Journal

The scope of Gödel's incompleteness theorem

Posted on March 11th, 2005, in the small hours

This article from Slate magazine has got me thinking again about the implications of Gödel's incompleteness theorem(s). (Not, I hasten to add, that I'm guilty of anything like the spectacular kind of short circuit the author cites: "Gödel's theorem proves the Doctrine of Original Sin"(?!), nor, I also hasten to add, that I imagine I understand everything at stake here.)

The article is in response to a recent book making high claims about the significance of Gödel's theorems, the contention of the article being that our esteem needs to be kept in perspective with the actual difference they have made to mathematics (not much, they argue) and their limited scope of relevance (they are only "direct proofs" about maths, not about truth in general).

It's the last paragraph of the article that has got me thinking. The last paragraph comments favourably on the link the book's author traces between Gödel's philosophical commitments and his mathematical results, specifically with regards the relationship between numbers (which Gödel understood as 'real things') and the axiomatic systems that are attempts to describe them and their relationships (which are human constructs).

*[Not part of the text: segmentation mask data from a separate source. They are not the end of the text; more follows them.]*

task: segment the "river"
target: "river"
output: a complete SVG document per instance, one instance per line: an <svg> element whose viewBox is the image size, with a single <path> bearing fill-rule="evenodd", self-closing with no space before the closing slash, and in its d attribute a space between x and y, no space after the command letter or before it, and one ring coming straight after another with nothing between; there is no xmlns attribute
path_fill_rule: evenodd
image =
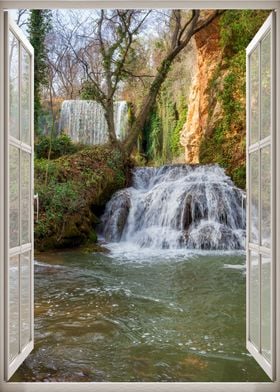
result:
<svg viewBox="0 0 280 392"><path fill-rule="evenodd" d="M37 255L35 349L14 381L268 381L245 347L245 208L217 165L136 168L109 253Z"/></svg>
<svg viewBox="0 0 280 392"><path fill-rule="evenodd" d="M245 254L37 256L35 349L12 381L267 381L245 348Z"/></svg>

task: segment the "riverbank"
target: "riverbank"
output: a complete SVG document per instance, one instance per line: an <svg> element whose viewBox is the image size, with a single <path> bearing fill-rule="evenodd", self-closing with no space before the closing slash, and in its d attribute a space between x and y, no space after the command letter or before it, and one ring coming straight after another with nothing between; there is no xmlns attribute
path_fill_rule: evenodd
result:
<svg viewBox="0 0 280 392"><path fill-rule="evenodd" d="M130 166L119 149L108 145L86 146L58 159L36 159L40 211L35 248L96 244L99 216L113 193L128 185Z"/></svg>

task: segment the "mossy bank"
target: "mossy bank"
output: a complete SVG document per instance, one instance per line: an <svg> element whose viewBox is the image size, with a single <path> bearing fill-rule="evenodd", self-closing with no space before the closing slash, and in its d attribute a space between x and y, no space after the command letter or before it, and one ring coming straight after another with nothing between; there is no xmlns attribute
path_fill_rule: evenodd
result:
<svg viewBox="0 0 280 392"><path fill-rule="evenodd" d="M118 148L81 147L57 159L35 160L39 220L37 250L89 246L97 242L96 226L112 194L127 185L131 163Z"/></svg>

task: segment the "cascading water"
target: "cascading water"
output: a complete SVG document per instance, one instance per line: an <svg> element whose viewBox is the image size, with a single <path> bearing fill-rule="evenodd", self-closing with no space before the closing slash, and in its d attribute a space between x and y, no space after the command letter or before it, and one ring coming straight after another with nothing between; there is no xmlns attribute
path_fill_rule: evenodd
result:
<svg viewBox="0 0 280 392"><path fill-rule="evenodd" d="M136 168L107 204L102 233L141 248L244 249L244 195L218 165Z"/></svg>
<svg viewBox="0 0 280 392"><path fill-rule="evenodd" d="M119 140L125 137L127 126L128 106L126 101L118 101L115 103L115 128L116 136Z"/></svg>
<svg viewBox="0 0 280 392"><path fill-rule="evenodd" d="M114 104L116 136L122 140L127 125L127 103ZM104 144L108 140L104 109L95 101L63 101L60 113L59 133L66 133L75 142L83 144Z"/></svg>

I don't disagree with the article's admonition against a romanticised view of the implications of Gödel's mathematical proofs; it is only by analogy that we can make broader claims about human knowledge from Gödel (not by "direct proof") and we should therefore be appropriately cautious in putting too much weight on such analogy (as is not in evidence in the bold pronouncement on Original Sin). But it seems to me that (analogy though it is) the analogy actually bears more weight (for a certain kind of purpose) when the relationship between Gödel's philosophical commitments and his mathemetical results is emphasised, precisely because that relationship is so informative.